(temperate dissociation)


caarrp #37.1

Photo by FFH

I’ve become sickly, looking over my shoulder for a guy with a wide smile. Often strictly buisness clocked left and right left again, falling into brush. A prick from a rose bush as I regain my feet.

If I blink fast enough, my eyes roll back, I get 2 seconds of release, a thief behind my eyelids prys me open again and again, I pause to say, “ I want away from this light.”

I look around me and the watercolor bleeds along The seams of this scene.

“I wanna go back,” I say, but I dipped below the surface so the words become lost reverberations in this pool. They all kick, flip turn at the wall in a fluid stroke and I cradle my legs when their waves reach my face. I bubble back up slowly.

“It’s not really like much has changed~” says a bird on my shoulder, they follow me around and give unsolicited advice, I turn to see the blind spot to the right of my head once again, my breath condensates, blinds my vision in spite.
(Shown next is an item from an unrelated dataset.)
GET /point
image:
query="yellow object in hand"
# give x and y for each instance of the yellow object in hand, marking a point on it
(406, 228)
I grapple with the straps of my backpack, pulling tighter, tightest, graphite and gridpaper hugs me back, limp + bound.

I awake again, cut to, the sun has risen, and strategically fragmented mirrors reflect soft sunbeams around my bedroom. If it’s just me here, why do I keep feeling you longing to be here too?

If I keep looking, this becomes symptoms of insanity, if I keep wondering, will I ostracize my existence into exile?
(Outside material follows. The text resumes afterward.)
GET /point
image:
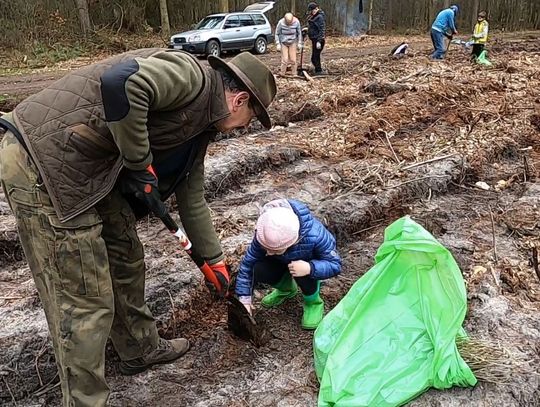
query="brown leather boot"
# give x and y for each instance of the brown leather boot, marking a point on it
(166, 352)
If I keep feeling, my head will get the best of me, I was never much for sustained security. I slip out of ties, binds, blankets, beds, much too quickly.

“Super power bandit star [redacted] keeps relevant the last 48 hours of reality,” reads the newspaper, a telling story. I sit down, my breakfast and coffee are served to me, I barely nod, fully engrossed in the story, as I start to sip a cup of joe, I enjoy my nuclear fantasy.

Maybe I had been disapointed, I thought I was known, to the capacity of me, but rather I was felt an ocean half full, or three quarters empty.

“You can really only know so much, I mean, humans are selfish creatures”, the bird continues. In the cemetary now, I sit by my grandmother, or a dusted up version. Then I say, “burn everything,” and look around. We seem to be in consensus.

I think of the bodies of people around me, and notice the dotted lines that have formed boundaries. “Who started planning these walls?” I look around, and I am alone.

I blink faster and finally close my eyes. I think, “sweet victory”, but the fire has begun lapping at the outer edges of my cerebral cortex. Grey matter chars lightly and the pink bits underneath churn, flip and twist. I think, I need water, I inspect the holes of the showerhead, propelling 47 streams at me, I open my eyes wider. This feeling sits stagnant under my skin, drips hit and fall across it, gliding to my toes, soles, I lazily turn the water to 73 degrees, luke cold.

I hate this discomfort, unknowing, willingfully ignorant, I want to see it believe it, say it, scream it, hold you, feel it, be, within what I want to know is possibly happening. Why can’t I tell what is happening, and I dont have the courage or desire to find out. Not from here, I am much too far away.